The move averts a shutdown, but the gulf between the two parties remains wide as Republicans are calling for $61 billion in cuts that Democratic leaders and the White House claim would costs hundreds of thousands of jobs. Democrats say they support scaling back spending, but only if the reductions don’t damage the fledgling recovery or essential services.
“At some point we’re going to have to come to some finality and not just kick the can down the road two weeks at a time,” Sen. Ben Nelson (D-NE) told reporters after the vote.Sen. Rand Paul (R-KY) voted against the measure, joining with three Democrats and five Republicans, including fellow Tea Party freshman Mike Lee (R-UT). Paul, who has said in the past he will vote against any unbalanced budget, told TPM in an interview that he believed the Republicans had failed to propose sufficient cuts to make any difference in the nation’s long term debt.

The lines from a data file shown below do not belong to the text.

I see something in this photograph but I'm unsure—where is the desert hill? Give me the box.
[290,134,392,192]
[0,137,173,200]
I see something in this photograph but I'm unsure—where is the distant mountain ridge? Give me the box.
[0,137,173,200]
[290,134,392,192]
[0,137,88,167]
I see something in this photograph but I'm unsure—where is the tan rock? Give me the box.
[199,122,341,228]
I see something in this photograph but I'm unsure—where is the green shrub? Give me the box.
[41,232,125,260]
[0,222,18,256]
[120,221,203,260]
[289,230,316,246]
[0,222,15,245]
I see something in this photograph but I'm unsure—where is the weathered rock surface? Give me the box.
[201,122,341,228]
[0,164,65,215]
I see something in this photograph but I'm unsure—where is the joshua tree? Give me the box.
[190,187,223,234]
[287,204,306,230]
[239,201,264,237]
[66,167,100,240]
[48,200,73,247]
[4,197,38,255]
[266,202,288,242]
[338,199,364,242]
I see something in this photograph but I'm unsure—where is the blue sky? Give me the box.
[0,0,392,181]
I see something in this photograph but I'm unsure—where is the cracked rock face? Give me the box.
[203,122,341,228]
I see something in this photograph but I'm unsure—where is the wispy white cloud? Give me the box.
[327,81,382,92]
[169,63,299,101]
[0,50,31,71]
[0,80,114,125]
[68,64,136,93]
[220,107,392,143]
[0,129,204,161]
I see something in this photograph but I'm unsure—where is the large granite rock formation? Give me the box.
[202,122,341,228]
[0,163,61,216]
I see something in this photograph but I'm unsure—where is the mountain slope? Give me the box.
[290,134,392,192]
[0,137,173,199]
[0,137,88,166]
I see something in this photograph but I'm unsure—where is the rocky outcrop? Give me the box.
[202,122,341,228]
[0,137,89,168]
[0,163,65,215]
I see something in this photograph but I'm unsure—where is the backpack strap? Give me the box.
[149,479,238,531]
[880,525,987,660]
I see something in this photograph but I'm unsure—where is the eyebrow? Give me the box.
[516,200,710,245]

“The reason I voted ‘no’ is basically the President’s deficit was going to be $1.65 trillion. If the Republicans get $100 billion…it will be $1.55 trillion,” he said. “I didn’t come up here to vote for $1.55 trillion as opposed to $1.65 trillion. There’s too much debt and both pathways lead to a debt crisis within five years. There’s not a statistical significance between the two.”
Asked whether he believed the GOP could come out on top in a government shutdown, Paul suggested that the government use the crisis to balance the budget immediately, an idea most mainstream economists warn would be catastrophic.
“They make it an either/or argument: they say either we pass it or this shuts down,” he said. “What about we spend what comes in? We bring in about $200 billion a month. We had a resolution yesterday that says we should pay the interest and we should pay Social Security as a priority. Every Democrat voted no on it, so y’all need to be asking Democrats, ‘Why don’t you want to protect Social Security and the interest on the debt?'”
Not every Tea Party Caucus member agreed with Paul. Sen. Jim DeMint (R-SC) voted for the CR, telling TPM he believed it was a step in the right direction.
“It’s just $4 billion, but in some ways its a psychological victory because instead of arguing about how much we’re going to add, for the first time we’re arguing about how much we’re going to cut,” he said.